Sunday, July 1, 1979

The Sony Walkman was introduced: July 1, 1979

Originally posted July 1, 2012.

the Walkman TPS-L2, image from Wikipedia.org

The blue-and-silver Walkman pictured above was the first model introduced, going on sale in Japan on July 1, 1979. It hit the U.S. in June 1980. Today the idea of a device at least twice the size of an iPod which held 60-90 minutes of music may seem positively quaint, but at the time the Walkman marked a new era for music on the move. The Walkman represented individual portability; listeners no longer had to rely on big bulky ghetto blasters which shared one’s music with the world, whether they wanted to hear it or not. Suddenly a person could pop in a favorite cassette, plug in a pair of lightweight headphones, and the music could travel with them wherever they went and as long as a pair of AA batteries could take them.

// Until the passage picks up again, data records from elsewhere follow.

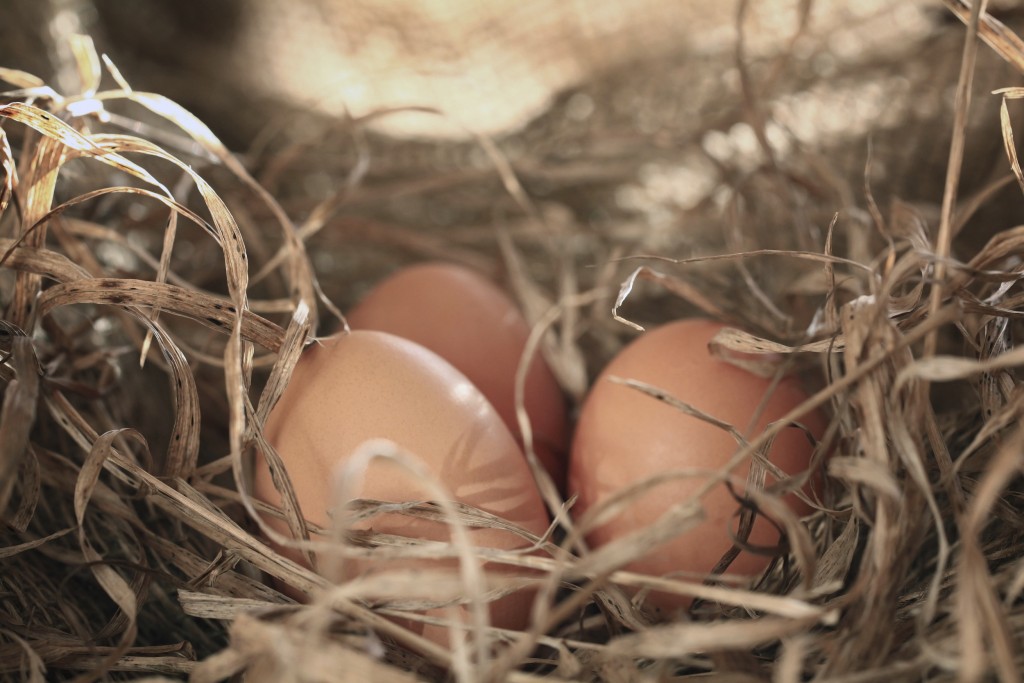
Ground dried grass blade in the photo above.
[0,527,76,560]
[0,128,17,217]
[607,616,818,659]
[0,335,41,520]
[6,133,65,331]
[39,278,283,351]
[955,429,1024,681]
[999,96,1024,190]
[75,429,147,681]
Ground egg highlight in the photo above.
[347,262,568,490]
[254,331,548,643]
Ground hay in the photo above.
[0,1,1024,682]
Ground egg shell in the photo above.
[569,319,824,615]
[347,262,568,490]
[253,331,548,644]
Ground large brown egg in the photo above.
[569,319,824,614]
[347,263,568,489]
[254,331,548,643]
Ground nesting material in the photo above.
[0,0,1024,682]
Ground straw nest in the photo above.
[0,2,1024,681]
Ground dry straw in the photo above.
[0,0,1024,683]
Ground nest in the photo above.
[6,0,1024,682]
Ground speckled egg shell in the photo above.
[569,319,824,613]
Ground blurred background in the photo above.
[0,0,1024,321]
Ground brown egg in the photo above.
[254,331,548,643]
[348,263,568,489]
[569,319,824,614]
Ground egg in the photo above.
[347,262,568,489]
[253,331,548,643]
[568,319,824,616]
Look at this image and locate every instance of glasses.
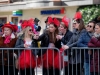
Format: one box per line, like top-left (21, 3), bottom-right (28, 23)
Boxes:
top-left (87, 25), bottom-right (93, 28)
top-left (29, 29), bottom-right (33, 32)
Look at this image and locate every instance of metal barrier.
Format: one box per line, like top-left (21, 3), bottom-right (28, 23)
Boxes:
top-left (0, 48), bottom-right (62, 75)
top-left (64, 47), bottom-right (100, 75)
top-left (0, 47), bottom-right (100, 75)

Walkman was a brand tradename used by Sony to mark their portable audio cassette players. The company is still around today, marketing portable audio and video players as well as mobile phones. The prototype for the first one was built by Sony engineer Nobutoshi Kihara in 1978. Sony co-chairman Akio Morita reportedly wanted to listen to operas during long plane trips.

the Stereobelt, image from thenutgraph.com

However, the Walkman owes a debt to a predecessor known as Stereobelt which was invented in 1972 by Andreas Pavel, a German-Brazilian. He had the device patented in Italy in 1977. When Sony began selling its Walkman, it agreed to pay Pavel royalties, but only for sales in Germany. Lawsuits followed over the years, finally endingin a multi-million dollar settlement in 2003.

Eventually the Walkman would see the cassette market disintegrate and portable CD players (including Sony’s Discman, introduced in 1984) would take over. Once the digital age hit, there was no need for music to be stored on a device such as a cassette or disc, opening up the possibilities even more. However, every owner of an iPod or other digital music device owes thanks to the original portable music player.